Thursday, April 5, 2012

PIR: Conversation pieces

Pier 1 Imports Inc. (PIR) sells imported furniture and other home furnishings. It's the kind of store where the products all have an element of the outré, where you're certain that visitors will ask, "Where in the world did you find that?".

What Pier 1 sells isn't just furniture and accessories. They're conversation pieces.

The Fort Worth, Texas company operates more than a thousand stores, most in the United States but also in Canada, Mexico and El Salvador.

PIR had the most bullish chart of 17 stocks added today to the Zacks top-buy list.

The price has been in uptrend, with minor pauses and pullbacks, since bottoming a a dime in the depths of the recent recession. The long rise has brought to price to Tuesday's high of $19.09, and the trend faltered not at all during this week's broad correction.

The price is a approaching a resistance level, a correction high of around $20 set in 2004 on the stock's long decline. The all-time high of $26.44 was recorded in November, 2003.

Traders who believe in the influence of resistance levels established long ago will want to see a breakout above $20 before entering. Those who are more comfortable embracing risk will jump in down to capture that final 5% or so between the present level and resistance.

Pier 1 has a 30% return on equity, which is way high, and a very low level of long-term debt, amounting to only 3% of equity.

Annual earnings have accelerated in the peak quarters since 2010. Like most retailers, the bulk of Pier 1's business occurs in the 4th quarter, the busy holiday season.

Institutions own 86% of shares, yet the price remains quite reasonable. It takes only $1.35 in shares to control a dollar in sales.

The stock is liquid, with average volume of 1.8 million shares. The options inventory is quite good for a stock trading at that level of liquidity, but open interest is high only in the calls expiring in June.  May and September are seriously lacking.

The narrow distribution of open interest seriously impacts the strategies available to options traders. By my rules at this point long options positions must expire in July or later, which for PIR means September. But open interest around the at-the-money level ranges from one digit to the low three digits on the calls, and from zero to two digits on the puts.

 Bid/ask spreads are also a bit wider than I like.

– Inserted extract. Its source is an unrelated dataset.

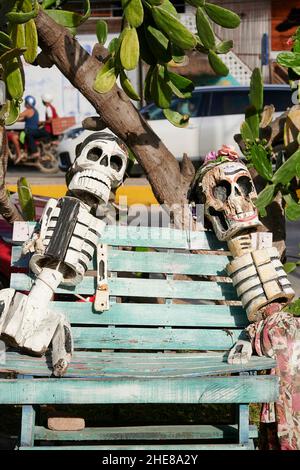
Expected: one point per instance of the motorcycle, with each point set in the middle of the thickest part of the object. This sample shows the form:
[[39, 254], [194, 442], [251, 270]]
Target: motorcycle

Of course, the price, being under $20, gives lots of granularity in a shares trade. But even so, the whole situation makes it hard to construct a position to my liking. Opening a shares position is cheap, although it lacks leverage, but ensuring the position through out-of-the-money puts would be relatively expensive.

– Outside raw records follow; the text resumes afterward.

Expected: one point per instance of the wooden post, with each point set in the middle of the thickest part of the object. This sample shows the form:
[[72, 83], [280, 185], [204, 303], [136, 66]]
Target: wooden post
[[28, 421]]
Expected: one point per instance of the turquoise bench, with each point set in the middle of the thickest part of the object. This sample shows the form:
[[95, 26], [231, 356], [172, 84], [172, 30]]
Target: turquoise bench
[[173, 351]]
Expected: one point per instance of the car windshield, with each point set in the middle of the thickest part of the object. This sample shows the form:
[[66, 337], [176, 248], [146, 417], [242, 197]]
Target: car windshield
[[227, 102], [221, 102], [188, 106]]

Implied volatility stands at historic lows, at 43%, giving a 68.2% chance that prices will close between $16.41 and $21.07 a month from now.

Note that "historic lows" for PIR are wildly high levels for most other equities and exchange-traded funds.

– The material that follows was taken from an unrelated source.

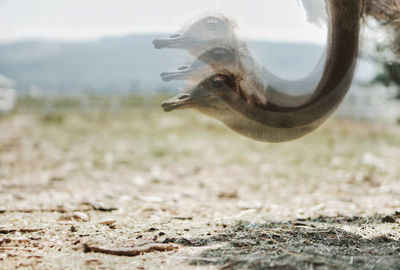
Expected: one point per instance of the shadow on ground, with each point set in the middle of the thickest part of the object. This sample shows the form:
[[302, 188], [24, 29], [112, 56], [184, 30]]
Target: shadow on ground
[[319, 243]]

Pier 1 next publishes earnings sometime in July. Earnings published before the open today hit analysts' consensus forecast almost precisely.

Decision for my account: PIR has a wonderful chart and excellent financials. If I were willing to put my money in shares at this point, I would open a bull position in a flash. But I can profit more from options positions, and the low open interest on PIR options makes that sort of trade impossible to construct. I'm on passing PIR.

Methodology
I screened the stocks using a tourney bracket with a one-month daily chart and a three-day half-hour chart, and then turned to a five-year weekly chart for the broad context in analyzing the bracket winner. See my essay "10,000 Charts" for a discussion of my screening methods.
Disclaimer
Tim Bovee, Private Trader tracks the analysis and trades of a private trader for his own accounts. Nothing in this blog constitutes a recommendation to buy or sell stocks, options or any other financial instrument. The only purpose of this blog is to provide education and entertainment.
No trader is ever 100 percent successful in his or her trades. Trading in the stock and option markets is risky and uncertain. Each trader must make trading decision decisions for his or her own account, and take responsibility for the consequences.